Context-Dependent Deep Neural Networks for Large Vocabulary Speech Recognition: From Discovery to Practical Systems
|Frank Seide (Microsoft Research Asia)|
In 2010, it was shown that the combination of hybrid ANN-HMMs with both traditional senone modeling and deep learning is a powerful new acoustic model for ASR. Dubbed the Context-Dependent Deep-Neural-Network HMM, or CD-DNN-HMM, it has so far led to over 40% relative error reduction for speaker-independent recognition on the Switchboard benchmark, compared to the conventional GMM baseline. This is arguably the largest gain obtained through a single technology in ASR. This talk will describe how this discovery has been further developed towards use in practical systems. We will specifically focus on the remarkable benefits from the DNN's ability to learn better feature representations and how they can help in real-life applications; as well as the no less remarkable difficulties arising from the computational cost in training and at runtime, and approaches to address them.

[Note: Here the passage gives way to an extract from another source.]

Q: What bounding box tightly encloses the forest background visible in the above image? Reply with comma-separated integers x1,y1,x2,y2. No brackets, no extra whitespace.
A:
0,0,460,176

Frank Seide, a native of Hamburg, Germany, is a Senior Researcher/Research Manager at Microsoft Research. His current research focus is on deep neural networks for conversational speech recognition; together with co-author Dong Yu, he was first to show the effectiveness of CD-DNN-HMMs for recognition of conversational speech. Since graduation in 1993, Frank has worked on various speech topics, first at Philips Research in Aachen and Taipei, now at Microsoft Research Asia (Beijing), including spoken-dialogue systems, Mandarin speech recognition, audio search, and speech-to-speech translation.